Spring yogurt

Do you know the difference between winter yogurt and spring yogurt?

Spring yogurt is cuter.

The orginal how-to is here with all the details. But a quick run-down of the process, lest you be afraid:

  1. Heat a quart of milk to 180, add 1/2 cup sugar and 1/2 dry milk, plus vanilla or maple syrup to flavor
  2. Let it cool to <120 (assuming you’re using pasteurized milk, you can technically just heat it to 120 and go from there, but I find it doesn’t thicken up quite as nicely that way)
  3. Add yogurt starter: 2 Tbsp. of yogurt containing live active cultures (ideally, 2 Tbsp. you saved from your last batch of yogurt; it freezes great in ice cube trays) and stir
  4. Pour into your very cutest containers and incubate at around 115 or so for four to six hours — I do this by lining a dutch oven with a heating pad set to low, then setting the jars in it and putting the lid on. If you want to make super-cute spring yogurt, add a couple drops of food coloring in each jar, stir to combine, then proceed with your incubation

That’s it! This is worlds better and cheaper than store-bought, and you can easily strain it to make it Greek-style if your little heart desires.

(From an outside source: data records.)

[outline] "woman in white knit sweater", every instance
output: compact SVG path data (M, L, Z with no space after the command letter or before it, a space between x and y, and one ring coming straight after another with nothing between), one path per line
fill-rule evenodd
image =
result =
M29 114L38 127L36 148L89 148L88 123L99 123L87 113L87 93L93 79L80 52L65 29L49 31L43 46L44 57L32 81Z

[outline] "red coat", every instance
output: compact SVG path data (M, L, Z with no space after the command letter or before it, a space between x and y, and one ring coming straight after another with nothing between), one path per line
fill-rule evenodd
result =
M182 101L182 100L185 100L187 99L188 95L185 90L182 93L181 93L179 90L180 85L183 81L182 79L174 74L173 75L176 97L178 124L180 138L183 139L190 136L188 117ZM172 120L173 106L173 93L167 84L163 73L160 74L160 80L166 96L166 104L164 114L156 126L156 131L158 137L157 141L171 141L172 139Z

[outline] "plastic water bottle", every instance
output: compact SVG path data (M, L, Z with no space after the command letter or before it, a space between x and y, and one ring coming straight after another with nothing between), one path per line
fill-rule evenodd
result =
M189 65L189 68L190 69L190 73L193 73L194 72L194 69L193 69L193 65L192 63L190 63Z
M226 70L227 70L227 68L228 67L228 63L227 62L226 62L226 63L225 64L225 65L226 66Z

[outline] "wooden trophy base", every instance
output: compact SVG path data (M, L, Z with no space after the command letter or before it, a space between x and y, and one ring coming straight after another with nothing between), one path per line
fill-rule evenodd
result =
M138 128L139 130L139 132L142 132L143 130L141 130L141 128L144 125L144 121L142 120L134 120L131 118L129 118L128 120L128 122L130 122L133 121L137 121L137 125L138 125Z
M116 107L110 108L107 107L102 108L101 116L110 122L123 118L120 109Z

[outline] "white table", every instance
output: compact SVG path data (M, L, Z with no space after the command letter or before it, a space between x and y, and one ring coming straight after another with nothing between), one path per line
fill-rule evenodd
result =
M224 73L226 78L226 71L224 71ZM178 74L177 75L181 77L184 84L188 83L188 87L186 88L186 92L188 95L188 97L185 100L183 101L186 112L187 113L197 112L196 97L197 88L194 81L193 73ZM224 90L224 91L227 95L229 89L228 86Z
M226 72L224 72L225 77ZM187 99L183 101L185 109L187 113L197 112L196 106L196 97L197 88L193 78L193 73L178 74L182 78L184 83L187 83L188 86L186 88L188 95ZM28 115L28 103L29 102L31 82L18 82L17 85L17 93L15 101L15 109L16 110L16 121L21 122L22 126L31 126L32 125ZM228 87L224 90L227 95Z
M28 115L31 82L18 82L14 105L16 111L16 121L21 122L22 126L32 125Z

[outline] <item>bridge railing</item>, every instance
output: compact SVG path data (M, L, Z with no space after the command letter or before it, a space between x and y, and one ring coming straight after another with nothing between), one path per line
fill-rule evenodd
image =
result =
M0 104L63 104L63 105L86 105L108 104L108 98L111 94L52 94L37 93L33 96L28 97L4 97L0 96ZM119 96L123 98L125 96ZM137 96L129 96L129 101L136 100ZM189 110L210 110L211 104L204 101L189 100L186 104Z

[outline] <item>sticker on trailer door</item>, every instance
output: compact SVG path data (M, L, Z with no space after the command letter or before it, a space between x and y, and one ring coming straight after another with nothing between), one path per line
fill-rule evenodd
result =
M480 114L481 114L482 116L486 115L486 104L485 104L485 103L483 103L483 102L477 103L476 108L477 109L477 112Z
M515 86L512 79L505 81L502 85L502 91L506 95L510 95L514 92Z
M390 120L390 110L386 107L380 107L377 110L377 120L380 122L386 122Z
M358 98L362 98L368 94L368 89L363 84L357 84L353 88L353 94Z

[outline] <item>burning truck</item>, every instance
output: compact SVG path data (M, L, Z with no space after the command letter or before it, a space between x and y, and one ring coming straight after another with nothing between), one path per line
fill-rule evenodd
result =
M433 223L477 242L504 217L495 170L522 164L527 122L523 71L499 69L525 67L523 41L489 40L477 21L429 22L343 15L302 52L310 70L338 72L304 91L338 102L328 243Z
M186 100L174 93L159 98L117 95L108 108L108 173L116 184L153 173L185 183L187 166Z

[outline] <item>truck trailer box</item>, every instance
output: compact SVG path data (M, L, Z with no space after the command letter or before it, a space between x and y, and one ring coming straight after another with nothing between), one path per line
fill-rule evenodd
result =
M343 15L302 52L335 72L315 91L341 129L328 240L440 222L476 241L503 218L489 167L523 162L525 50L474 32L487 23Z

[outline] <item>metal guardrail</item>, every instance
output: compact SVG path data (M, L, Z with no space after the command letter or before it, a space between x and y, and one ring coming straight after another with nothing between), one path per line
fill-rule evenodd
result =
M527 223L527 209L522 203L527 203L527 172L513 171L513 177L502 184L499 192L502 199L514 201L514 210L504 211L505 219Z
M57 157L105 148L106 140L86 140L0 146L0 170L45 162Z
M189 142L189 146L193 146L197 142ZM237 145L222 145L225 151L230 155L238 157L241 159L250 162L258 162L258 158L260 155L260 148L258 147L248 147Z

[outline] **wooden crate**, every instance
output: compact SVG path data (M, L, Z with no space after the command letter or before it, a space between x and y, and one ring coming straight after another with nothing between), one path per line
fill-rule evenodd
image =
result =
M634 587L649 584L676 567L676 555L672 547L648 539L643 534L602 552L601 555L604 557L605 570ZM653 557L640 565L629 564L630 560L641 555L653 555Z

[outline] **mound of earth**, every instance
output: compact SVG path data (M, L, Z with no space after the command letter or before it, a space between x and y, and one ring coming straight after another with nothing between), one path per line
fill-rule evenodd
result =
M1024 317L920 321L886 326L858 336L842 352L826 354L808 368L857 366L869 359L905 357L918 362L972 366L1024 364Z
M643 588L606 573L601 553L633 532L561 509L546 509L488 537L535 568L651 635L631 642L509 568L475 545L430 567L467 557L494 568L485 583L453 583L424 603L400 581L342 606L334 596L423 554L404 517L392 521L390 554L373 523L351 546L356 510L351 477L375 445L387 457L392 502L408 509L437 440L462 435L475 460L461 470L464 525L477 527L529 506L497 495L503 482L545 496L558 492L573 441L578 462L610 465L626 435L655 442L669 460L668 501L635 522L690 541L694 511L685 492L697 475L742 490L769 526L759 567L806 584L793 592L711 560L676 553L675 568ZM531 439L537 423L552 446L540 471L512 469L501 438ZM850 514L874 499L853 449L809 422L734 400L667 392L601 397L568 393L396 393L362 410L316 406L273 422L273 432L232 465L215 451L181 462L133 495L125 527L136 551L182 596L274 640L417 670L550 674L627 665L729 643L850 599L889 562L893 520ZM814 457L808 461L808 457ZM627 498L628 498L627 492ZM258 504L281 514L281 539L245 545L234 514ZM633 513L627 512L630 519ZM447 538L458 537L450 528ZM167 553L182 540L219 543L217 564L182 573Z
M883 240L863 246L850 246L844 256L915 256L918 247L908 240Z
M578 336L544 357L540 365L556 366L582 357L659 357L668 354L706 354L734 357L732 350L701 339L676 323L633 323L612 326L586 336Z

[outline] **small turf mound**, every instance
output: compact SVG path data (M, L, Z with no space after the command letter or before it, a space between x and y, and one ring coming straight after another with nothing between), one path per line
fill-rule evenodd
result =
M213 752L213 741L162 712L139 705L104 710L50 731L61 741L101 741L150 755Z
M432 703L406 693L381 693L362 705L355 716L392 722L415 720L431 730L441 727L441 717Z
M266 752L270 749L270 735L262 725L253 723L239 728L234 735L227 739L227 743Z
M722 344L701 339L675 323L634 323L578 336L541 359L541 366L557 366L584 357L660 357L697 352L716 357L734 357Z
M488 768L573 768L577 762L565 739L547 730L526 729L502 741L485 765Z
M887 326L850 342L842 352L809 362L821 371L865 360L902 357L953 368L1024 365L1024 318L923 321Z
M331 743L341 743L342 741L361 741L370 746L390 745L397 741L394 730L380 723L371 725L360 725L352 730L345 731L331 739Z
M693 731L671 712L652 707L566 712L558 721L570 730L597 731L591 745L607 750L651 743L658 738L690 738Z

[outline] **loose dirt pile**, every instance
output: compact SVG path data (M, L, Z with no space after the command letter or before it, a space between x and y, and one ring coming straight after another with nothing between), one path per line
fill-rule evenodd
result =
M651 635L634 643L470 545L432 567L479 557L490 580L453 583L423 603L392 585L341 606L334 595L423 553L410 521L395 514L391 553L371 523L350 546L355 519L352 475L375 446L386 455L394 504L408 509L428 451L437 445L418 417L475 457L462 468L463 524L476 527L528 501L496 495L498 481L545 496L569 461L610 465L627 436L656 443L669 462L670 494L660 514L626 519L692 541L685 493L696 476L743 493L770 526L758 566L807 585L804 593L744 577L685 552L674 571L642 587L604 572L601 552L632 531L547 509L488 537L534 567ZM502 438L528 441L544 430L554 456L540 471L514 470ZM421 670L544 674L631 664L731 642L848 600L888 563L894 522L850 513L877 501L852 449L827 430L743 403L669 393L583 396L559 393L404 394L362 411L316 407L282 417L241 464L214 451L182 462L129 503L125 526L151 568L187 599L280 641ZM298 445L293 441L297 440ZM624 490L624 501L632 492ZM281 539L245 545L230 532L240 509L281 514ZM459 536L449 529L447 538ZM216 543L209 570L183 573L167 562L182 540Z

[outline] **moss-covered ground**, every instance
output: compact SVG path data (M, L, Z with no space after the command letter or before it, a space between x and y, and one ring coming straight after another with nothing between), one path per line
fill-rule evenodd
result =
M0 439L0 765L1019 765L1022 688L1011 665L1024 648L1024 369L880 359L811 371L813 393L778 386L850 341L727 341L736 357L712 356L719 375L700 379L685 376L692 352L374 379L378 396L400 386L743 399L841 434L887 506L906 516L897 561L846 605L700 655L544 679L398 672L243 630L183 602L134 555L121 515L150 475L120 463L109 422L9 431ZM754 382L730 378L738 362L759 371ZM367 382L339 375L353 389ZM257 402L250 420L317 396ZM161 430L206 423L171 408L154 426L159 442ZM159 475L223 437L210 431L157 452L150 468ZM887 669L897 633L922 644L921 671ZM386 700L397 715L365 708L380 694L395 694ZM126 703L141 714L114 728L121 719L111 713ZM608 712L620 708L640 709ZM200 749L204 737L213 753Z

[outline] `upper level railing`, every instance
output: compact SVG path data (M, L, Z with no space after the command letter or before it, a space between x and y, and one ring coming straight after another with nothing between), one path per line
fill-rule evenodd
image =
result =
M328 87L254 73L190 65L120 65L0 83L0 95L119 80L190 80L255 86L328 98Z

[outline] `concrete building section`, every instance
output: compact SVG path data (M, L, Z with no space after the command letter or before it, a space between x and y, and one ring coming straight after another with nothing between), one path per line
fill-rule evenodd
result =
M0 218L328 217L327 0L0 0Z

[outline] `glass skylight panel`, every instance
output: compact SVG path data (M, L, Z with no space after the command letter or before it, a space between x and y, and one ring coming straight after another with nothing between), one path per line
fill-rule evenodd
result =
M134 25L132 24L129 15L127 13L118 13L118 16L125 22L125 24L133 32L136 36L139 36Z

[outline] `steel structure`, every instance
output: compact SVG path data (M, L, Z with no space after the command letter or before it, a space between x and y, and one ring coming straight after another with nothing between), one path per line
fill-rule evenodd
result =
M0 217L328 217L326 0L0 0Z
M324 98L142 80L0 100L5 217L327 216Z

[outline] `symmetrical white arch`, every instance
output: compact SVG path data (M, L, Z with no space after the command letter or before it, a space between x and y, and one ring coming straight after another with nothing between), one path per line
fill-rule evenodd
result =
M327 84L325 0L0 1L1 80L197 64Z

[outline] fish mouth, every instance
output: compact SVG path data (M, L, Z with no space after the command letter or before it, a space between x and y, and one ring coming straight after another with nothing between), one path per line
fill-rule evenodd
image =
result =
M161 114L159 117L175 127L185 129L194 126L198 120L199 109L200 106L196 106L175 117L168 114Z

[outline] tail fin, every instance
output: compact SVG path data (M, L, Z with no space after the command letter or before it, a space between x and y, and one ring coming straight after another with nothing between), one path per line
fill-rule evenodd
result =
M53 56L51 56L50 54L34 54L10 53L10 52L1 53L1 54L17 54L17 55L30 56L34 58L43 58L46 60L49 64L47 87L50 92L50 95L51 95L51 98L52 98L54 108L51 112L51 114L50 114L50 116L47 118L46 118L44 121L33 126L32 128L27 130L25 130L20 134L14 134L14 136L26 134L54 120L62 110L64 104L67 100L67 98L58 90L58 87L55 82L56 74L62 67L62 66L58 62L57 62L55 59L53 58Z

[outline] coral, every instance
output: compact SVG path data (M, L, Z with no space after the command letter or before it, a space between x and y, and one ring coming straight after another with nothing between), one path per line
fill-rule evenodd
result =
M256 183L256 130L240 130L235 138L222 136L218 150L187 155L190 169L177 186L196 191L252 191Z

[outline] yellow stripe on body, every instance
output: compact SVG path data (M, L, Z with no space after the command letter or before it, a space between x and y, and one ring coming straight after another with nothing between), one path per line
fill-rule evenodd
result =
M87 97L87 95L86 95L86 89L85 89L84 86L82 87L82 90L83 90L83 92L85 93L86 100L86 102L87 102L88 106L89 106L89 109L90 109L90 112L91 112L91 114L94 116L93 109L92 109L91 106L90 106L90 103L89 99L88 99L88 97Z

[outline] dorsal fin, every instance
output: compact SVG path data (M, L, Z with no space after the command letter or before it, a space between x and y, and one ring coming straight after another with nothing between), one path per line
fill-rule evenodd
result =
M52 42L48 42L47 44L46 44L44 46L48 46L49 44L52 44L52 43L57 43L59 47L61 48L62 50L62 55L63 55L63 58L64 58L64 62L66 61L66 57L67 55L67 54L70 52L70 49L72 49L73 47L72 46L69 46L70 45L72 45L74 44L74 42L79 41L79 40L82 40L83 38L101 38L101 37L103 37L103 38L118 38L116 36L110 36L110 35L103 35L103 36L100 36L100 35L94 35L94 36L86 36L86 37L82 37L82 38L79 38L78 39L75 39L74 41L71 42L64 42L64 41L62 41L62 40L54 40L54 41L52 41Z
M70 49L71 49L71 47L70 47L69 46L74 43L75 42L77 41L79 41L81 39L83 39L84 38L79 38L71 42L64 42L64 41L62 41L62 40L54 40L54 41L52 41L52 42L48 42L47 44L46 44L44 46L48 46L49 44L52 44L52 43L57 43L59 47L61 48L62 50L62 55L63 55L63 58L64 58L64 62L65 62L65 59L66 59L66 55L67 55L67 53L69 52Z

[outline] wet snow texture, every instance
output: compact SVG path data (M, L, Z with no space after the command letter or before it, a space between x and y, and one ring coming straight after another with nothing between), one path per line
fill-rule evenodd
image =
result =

9 thoughts on “Spring yogurt

  1. Sweet! those are so pretty. John is looking into cheese making. I will keep you up to date on it. UMMMMMM

    Ooh let me know!

  2. Cute! I wonder if there’s a natural way to color them without food coloring?
    I was looking for answers for this and found this link — for Easter eggs, though. Some of those you wouldn’t want to use… red onion yogurt anyone? 😉 But I bet some of them could translate okay!

  3. I bet using food based food colors would work for the natural color Stephanie. Cant help, but think beets… prettiest darn root vegetable no matter how gnarly they look.
    I bet that would work! I believe Stoneyfield uses beets for their yogurt coloring, actually.

    Definitely going to try this. Did once and failed… but I’m up for round two!
    You can do it!!! Let me know how it goes. 🙂 I think the most common mistake is putting the yogurt starter in when the milk is still too hot. Make sure it’s under 120 and stays under 120 and you should be fine. Come back and update!